Open the WMAppManifest.xml file with the XML editor and look for the tile template child element of the PrimaryToken element. Update the DeviceLockImageURI element to contain the path to the quick status icon file:

<PrimaryToken TokenID="ScheduledActionsToken" TaskName="_default">
   <TemplateFlip>
      ...
      <DeviceLockImageURI IsRelative="true"
            IsResource="false">AssetsLockIcon.png</DeviceLockImageURI>
   </TemplateFlip>
</PrimaryToken>

Unless you changed the project’s tile template, the sample project uses TemplateFlip for its tile template element.

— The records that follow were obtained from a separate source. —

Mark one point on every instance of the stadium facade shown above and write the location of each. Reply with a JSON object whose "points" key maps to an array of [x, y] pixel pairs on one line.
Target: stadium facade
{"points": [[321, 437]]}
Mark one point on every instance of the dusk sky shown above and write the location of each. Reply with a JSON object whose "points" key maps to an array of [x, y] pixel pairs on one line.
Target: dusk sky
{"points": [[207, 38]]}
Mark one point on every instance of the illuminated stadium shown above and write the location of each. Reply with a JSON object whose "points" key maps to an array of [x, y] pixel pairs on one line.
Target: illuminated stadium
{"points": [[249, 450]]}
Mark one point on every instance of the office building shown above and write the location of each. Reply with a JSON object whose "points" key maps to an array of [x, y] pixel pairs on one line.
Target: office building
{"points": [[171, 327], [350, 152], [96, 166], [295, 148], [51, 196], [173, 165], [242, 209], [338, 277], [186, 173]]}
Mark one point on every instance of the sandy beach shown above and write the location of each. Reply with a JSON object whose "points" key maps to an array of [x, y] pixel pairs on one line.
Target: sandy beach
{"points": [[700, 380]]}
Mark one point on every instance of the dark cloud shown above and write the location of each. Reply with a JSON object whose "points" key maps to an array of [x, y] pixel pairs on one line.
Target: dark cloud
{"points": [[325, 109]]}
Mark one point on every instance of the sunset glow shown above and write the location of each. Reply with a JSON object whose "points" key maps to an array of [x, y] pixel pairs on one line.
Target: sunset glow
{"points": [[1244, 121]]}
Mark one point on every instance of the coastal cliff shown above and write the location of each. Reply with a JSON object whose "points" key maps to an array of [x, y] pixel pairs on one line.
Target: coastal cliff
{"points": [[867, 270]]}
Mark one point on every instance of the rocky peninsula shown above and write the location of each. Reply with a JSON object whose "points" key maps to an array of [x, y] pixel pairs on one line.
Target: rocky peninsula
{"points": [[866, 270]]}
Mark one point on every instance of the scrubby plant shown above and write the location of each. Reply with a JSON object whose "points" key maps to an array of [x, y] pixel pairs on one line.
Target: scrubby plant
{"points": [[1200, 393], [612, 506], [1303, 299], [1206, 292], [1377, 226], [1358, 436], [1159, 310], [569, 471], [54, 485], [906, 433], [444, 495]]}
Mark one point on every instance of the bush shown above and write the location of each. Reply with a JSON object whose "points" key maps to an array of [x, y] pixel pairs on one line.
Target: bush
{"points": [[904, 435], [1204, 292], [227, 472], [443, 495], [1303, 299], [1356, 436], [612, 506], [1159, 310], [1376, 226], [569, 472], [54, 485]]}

While you have the WMAppManifest.xml file open, you need to add two more elements. Both elements are named Extension and are children of the Extensions element. If the Extensions element isn’t in WMAppManifest.xml, add it immediately after the Tokens element:

<Extensions>
   <Extension ExtensionName="LockScreen_Notification_IconCount"
      ConsumerID="{111DFF24-AA15-4A96-8006-2BFF8122084F}"
      TaskID="_default" />
   <Extension ExtensionName="LockScreen_Notification_TextField"
      ConsumerID="{111DFF24-AA15-4A96-8006-2BFF8122084F}"
      TaskID="_default" />
</Extensions>

The extension element with ExtensionName LockScreen_Notification_IconCount tells the operating system that the application extends the Lock Screen and provides quick status notifications. The LockScreen_Notification_TextField extension element signals that the application provides status notifications. The ConsumerID attribute identifies the application or feature being extended—in this case, the Lock Screen.

Note

A third Lock Screen extension named LockScreen_Background is used to signal that an application provides wallpaper or background images for the Lock Screen.

With the new icon and the WMAppManifest.xml changes in place, the Scheduled-Actions application is now a Lock Screen provider. Once the application is installed, the user can open the Launch Screen Settings application and choose Scheduled-Actions to provide details and/or quick status notifications. To make it easier for the user to find the Settings application, an application can provide a button to launch the Settings application directly. You added a button to MainPage.xaml early in the chapter, along with a Click event handler. Open MainPage.xaml.cs, find the event handler, and add the following implementation:

using Windows.System;

void Settings_Click(object sender, EventArgs e)
{
   Launcher.LaunchUriAsync(new Uri("ms-settings-lock:"));
}

The Launcher class, found in the Windows.System namespace, is a service that runs native or third-party applications, as well as launches the appropriate application for any particular file. In the preceding snippet, we’re using ms-settings-lock:, which is a registered URI, to launch the built-in Lock Screen Settings application. In the next chapter you’ll learn how to launch other built-in applications. In chapter 11 you’ll learn how to register a custom URI and use the Launcher class to launch your own applications.

4.5. Summary

In this chapter you learned how to use the Scheduled Action Service to implement features normally found in background applications. The Scheduled Action Service allows an application to schedule alarms and reminders, notifying the user at important points in time and providing a quick link back into the application. The Scheduled Action Service is also used to schedule work with periodic and resource-intensive tasks. Scheduled tasks are used to trigger an application’s background agent to perform work even when the application isn’t running in the foreground.

We looked at a few more controls from the Windows Phone Toolkit. The date and time pickers can be used to provide the same user experience found in native Windows Phone applications like Alarms and Calendar. You also learned how to use the ListPicker instead of a combo box control when providing the user with a list of options to choose from.

Limitations of the operating system prevent applications from directly accessing features in native applications such as the Phone Dialer, Email, Calendar, and Contact database. In the next chapter you’ll learn how to use launchers and choosers to integrate with the native applications. You’ll also learn how to use the User Data API to read from the Calendar and the Contacts database.